As U.S. NCOs partnered extensively with Japanese forces during Yama Sakura, they shared insights into areas beyond traditional military operations, including suicide prevention, resiliency and sexual assault and sexual harassment prevention, he noted.

But the learning wasn’t all one-way. The Japan Ground Self-Defense Force has “tremendous planning skills,” Brown said, and its members happily shared them with the U.S. forces.

“I can’ tell you how excited the soldiers are to be here,” he said. “They are working right next to their Japanese counterparts. They are learning about their culture, their traditions, and learning from them about how they plan and operate. It’s just neat to see.”

Brown said he expects the after-action review to follow the exercise’s conclusion to be “fascinating” as it takes the process from past Yama Sakura exercises to a new level. “I think we are going to get even better lessons learned,” he said.

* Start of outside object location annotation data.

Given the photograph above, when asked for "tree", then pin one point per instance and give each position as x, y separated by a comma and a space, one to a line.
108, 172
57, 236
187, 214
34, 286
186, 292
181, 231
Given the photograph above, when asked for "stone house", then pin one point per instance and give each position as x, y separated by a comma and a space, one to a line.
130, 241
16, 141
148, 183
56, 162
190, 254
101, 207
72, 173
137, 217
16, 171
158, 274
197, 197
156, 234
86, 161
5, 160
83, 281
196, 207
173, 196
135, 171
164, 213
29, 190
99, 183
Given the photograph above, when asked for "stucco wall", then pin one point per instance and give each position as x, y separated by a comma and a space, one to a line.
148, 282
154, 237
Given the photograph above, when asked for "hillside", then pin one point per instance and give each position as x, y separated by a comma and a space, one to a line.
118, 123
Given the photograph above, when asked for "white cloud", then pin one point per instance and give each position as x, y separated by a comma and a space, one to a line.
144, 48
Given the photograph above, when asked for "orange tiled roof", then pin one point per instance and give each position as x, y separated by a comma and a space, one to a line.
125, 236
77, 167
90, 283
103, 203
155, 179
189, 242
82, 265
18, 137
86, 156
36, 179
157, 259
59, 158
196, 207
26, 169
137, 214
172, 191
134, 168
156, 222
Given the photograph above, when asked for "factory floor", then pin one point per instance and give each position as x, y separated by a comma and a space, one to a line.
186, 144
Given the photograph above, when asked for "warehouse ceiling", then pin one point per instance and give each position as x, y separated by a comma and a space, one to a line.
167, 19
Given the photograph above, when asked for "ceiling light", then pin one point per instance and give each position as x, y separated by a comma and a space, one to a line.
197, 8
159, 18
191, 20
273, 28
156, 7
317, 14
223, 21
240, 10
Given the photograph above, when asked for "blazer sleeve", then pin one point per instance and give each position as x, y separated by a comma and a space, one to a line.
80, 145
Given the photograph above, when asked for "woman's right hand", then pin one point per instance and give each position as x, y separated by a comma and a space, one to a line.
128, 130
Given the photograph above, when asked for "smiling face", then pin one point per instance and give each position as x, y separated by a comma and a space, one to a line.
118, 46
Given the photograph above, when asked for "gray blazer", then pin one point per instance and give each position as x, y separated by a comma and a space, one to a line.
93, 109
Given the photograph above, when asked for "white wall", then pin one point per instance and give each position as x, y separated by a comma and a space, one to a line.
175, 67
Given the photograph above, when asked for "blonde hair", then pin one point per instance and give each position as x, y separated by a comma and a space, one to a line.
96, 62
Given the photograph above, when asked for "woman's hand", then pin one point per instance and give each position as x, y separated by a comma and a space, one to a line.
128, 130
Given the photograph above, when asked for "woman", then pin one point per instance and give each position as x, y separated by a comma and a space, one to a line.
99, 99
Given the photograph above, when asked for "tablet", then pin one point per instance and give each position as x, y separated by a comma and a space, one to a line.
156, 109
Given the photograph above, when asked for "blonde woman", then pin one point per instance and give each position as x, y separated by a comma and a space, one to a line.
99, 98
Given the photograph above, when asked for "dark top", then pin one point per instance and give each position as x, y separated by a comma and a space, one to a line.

As I Corps continues to change from its Middle East focus to support the U.S. balance to the Asia-Pacific theater, Brown said the experiences gained during exercises like Yama Sakura will go a long way in promoting the relationships that will allow the U.S.-Japan alliance to continue to grow.

“When you learn about each other and learn how to operate together and cooperate better, you get a personal view of each other than can pay off in the long term,” he said. “And in the future, if something would happen, … we know we could come together and work together well.”

That foundation is critical, he said, borrowing what has become a popular truism, “because you can surge troops and numbers, but you can’t surge trust.”

“We exercise and practice together because you don’t want to learn this the first time in the middle of a crisis,” he said. “You don’t want to go to the Super Bowl without having scrimmaged or worked together. You have to have those repetitions: be together to learn and build trust that enables effective command.

“If you can do it efficiently and effectively in exercises like this, it is worth its weight in gold, because you are training the way you are going to end up fighting or responding to a crisis,” he said.